1 lb spaghetti, uncooked
1 lb boneless, skinless chicken breasts, cut in bite-size pieces
2 cups sliced fresh mushrooms
1 bell pepper (any color), cut in strips
2 garlic cloves, minced
1/4 cup flour
1 cup milk
1 cup fat-free, low-sodium chicken broth
1/4 cup grated Parmesan cheese, divided
1/2 cup shredded Swiss cheese
1/4 cup chopped fresh basil


1. Cook spaghetti in a large saucepan as directed on package, omitting salt. Meanwhile, cook chicken, mushrooms, peppers and garlic in a large ovenproof nonstick skillet over medium heat 8 to 10 minutes or until chicken is done. Remove chicken mixture from skillet; cover to keep warm.

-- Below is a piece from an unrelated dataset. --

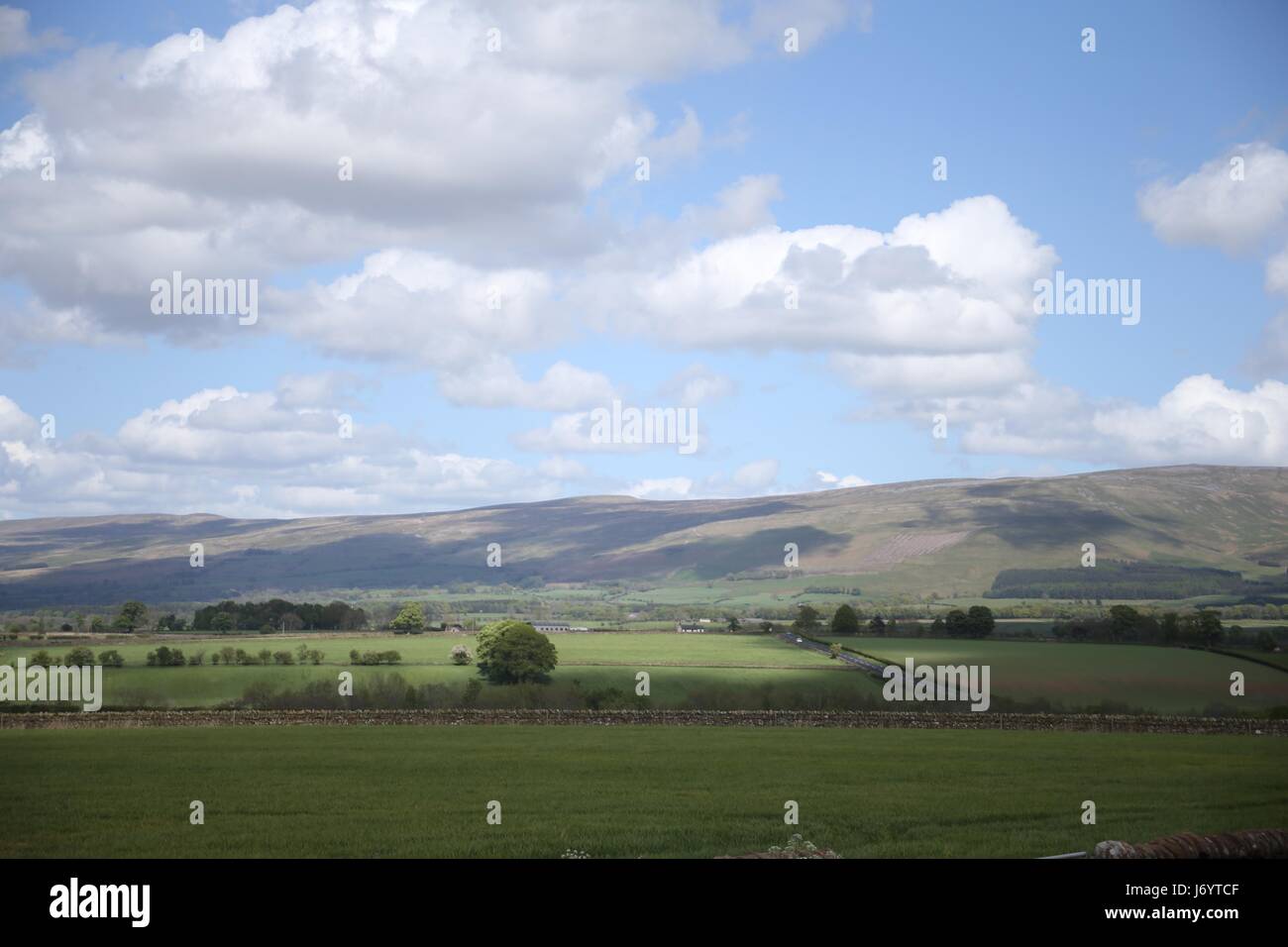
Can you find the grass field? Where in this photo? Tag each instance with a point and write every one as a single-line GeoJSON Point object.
{"type": "Point", "coordinates": [1168, 681]}
{"type": "Point", "coordinates": [713, 671]}
{"type": "Point", "coordinates": [421, 791]}
{"type": "Point", "coordinates": [716, 671]}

(If you break the spaghetti in half before cooking, it makes serving the dish easier).

2. Whisk together the flour and milk until blended. Add to broth in same skillet; mix well. Bring to a boil, whisking constantly; simmer over medium-low heat 5 minutes or until thickened, stirring frequently. Remove from heat.

3. Preheat broiler. Drain spaghetti. Add to ingredients in skillet along with 3 Tbsp of the Parmesan; toss to evenly coat. Top with Swiss cheese and remaining Parmesan.

4. Broil 4 inches from heat for 2 minutes or until top is lightly browned and Swiss cheese is melted. Sprinkle with basil.